18/04/2025
Bouaké, 500 ans avant JC
Ce matin, les tam-tams se sont tus,
Et l’aube m’a salué d’un silence lourd.
Sur la natte de mes années,
les souvenirs rampent
Comme des serpents d’ombre dans le jardin du temps.
Ils appellent ça un anniversaire.
Je devrais souffler des bougies,
mais c’est moi qu’on éteint, chaque année un peu plus.
Comme un crachat de Dieu.
Je suis né aujourd’hui,
il y a longtemps.
Trop longtemps.
Et que reste-t-il ?
Un corps fatigué de porter un nom,
un cœur qui tape comme une porte qu’on n’ouvre plus,
une bouche pleine de poèmes que personne ne veut entendre.
Les années m'ont vêtu de sagesse
Mais aussi de solitude,
Car chaque bougie que je souffle
Est une étoile morte dans le ciel de mes espérances.
Je me sens vieux,
Vieux de mes questions,
de mes amours défaites, de mes promesses
Mon cœur bat au rythme d’un tam-tam brisé.
Et mes mots, ces oiseaux fidèles, tournent dans le ciel sans trouver de branche où se poser.

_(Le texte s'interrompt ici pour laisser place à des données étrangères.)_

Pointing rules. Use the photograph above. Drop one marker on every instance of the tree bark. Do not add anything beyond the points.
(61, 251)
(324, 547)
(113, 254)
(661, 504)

Je suis né dans un soupir que nul n’a entendu,
Un matin sans couleur, sans bras tendus.
Depuis, je porte en moi le poids de cette absence,
Comme un chant inachevé, comme une danse en silence.
On me dit : « C’est ton jour », mais c’est le jour du vide,
Une cloche qui sonne creux, un refrain timide.
Je suis la fleur fanée qu’on arrose trop t**d,
Un sourire peint sur un masque blafard.
Alors je souffle (non la flamme) mais le vent,
Celui qui me traverse et m’emporte en rêvant.
Et je redeviens cendre, un instant suspendu,
Poète né trop tôt, ou trop longtemps venu.